Once Upon A Time
Everybody likes fairy tales. The story has heroes of both sexes, villains, magic, pathos, ethos, tension and a happy ending where everything works out well in the end. Just like TV. What happens when the whole family puts their efforts into the fairy tale? That's the game "Once Upon A Time."
After choosing who goes first (rock-paper-scissors, pick a number or volunteer), the first player starts the story with "Once upon a time ... " and finishes the paragraph (3 to 4 sentences). It might go:
"Once upon a time, there was a beautiful princess who lived in a castle. She had a dog that was her best friend, a cat she loved, and everything she could ask for."
The next player fills in the next paragraph, and so on. Someone has to be the "editor" and ensure that as the story develops, there is an introduction of characters, a setting, a tension-causing event (a quest, rescue, difficult task), conflict, resolution of the conflict and a logical ending. This keeps someone from making the second paragraph, "She lived happily ever after."
As the story progresses, there are two ways to "win" the game. One is that the person who arrives at a point to make a logical conclusion to the story can end it and win. This puts a burden on players at the end to try and keep tension or conflict so that the next person has to continue the story. In the other version, the person forced to end the story is not the winner, and so creativity is needed to continue the story by adding new conflicts or tension and dragging out the plot.
Remember Mad Libs? Ahhh, there's a dim light in the cobwebs of memory. There are a couple of ways of doing this. The quick-start method is to take a piece of paper and number 1 to 12 down the side. Randomly mark four of the numbers "N" for noun, four more "V" for verb, four each of "A" adjective and "D" or "B" for adverb. Go around the group of players asking for a word to fill in the appropriate type of word--but so no one can remember the order, ask for four nouns, then four verbs, and so on. Then the player going first takes the word at #1 and makes up a sentence that uses that word. The next player has to take the word in the second slot and make a sentence that (a) is a (sort of) logical extension of the first sentence and (b) uses the next word. The process repeats until all 12 sentences have structured a story. There are no winners or losers, just lots of laughs. One suggestion is to leave space between words on the list so that the list can be fan-folded so that only the current and previously used words can be seen.

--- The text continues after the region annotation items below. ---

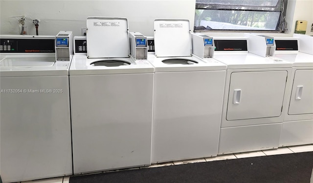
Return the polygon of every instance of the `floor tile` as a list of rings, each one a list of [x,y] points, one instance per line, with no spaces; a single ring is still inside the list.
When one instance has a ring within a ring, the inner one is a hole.
[[[288,147],[280,147],[278,149],[268,149],[262,151],[267,156],[282,155],[283,154],[293,153]]]
[[[193,160],[187,160],[174,161],[173,163],[175,165],[177,165],[179,164],[193,163],[195,162],[205,162],[205,161],[206,161],[205,159],[204,159],[204,158],[200,158],[199,159],[193,159]]]
[[[70,176],[65,176],[63,178],[63,183],[69,183]]]
[[[22,183],[62,183],[63,177],[41,179],[35,181],[22,182]]]
[[[244,158],[266,156],[266,155],[262,151],[253,151],[247,153],[235,153],[234,154],[234,155],[235,156],[236,156],[237,158]]]
[[[294,153],[313,151],[313,145],[312,144],[290,146],[288,148]]]
[[[209,157],[209,158],[205,158],[205,160],[207,161],[217,161],[220,160],[231,160],[231,159],[236,159],[237,157],[235,156],[232,154],[230,154],[229,155],[218,155],[217,157]]]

Team up to play Charades, but no one can stand up to do it; it has to be accomplished with hands and facial expressions or movement above the waist.
Take turns spelling a word with your finger on the next player's back and see if he or she can guess what you are spelling. Keep the words appropriate in length for the age of participants.
With the same approach as the Camp Libs game, collect eight words for each person. Give each person his or her eight words, and they have to make an eight-line poem with each line using the words in consecutive order. Variations include using four words, requiring that the words be used in rhyming couplets:
2-Rhyme first word
4-Rhyme second word
and so on.
What Am I?
Each participant imitates an animal, and the others must guess which animal.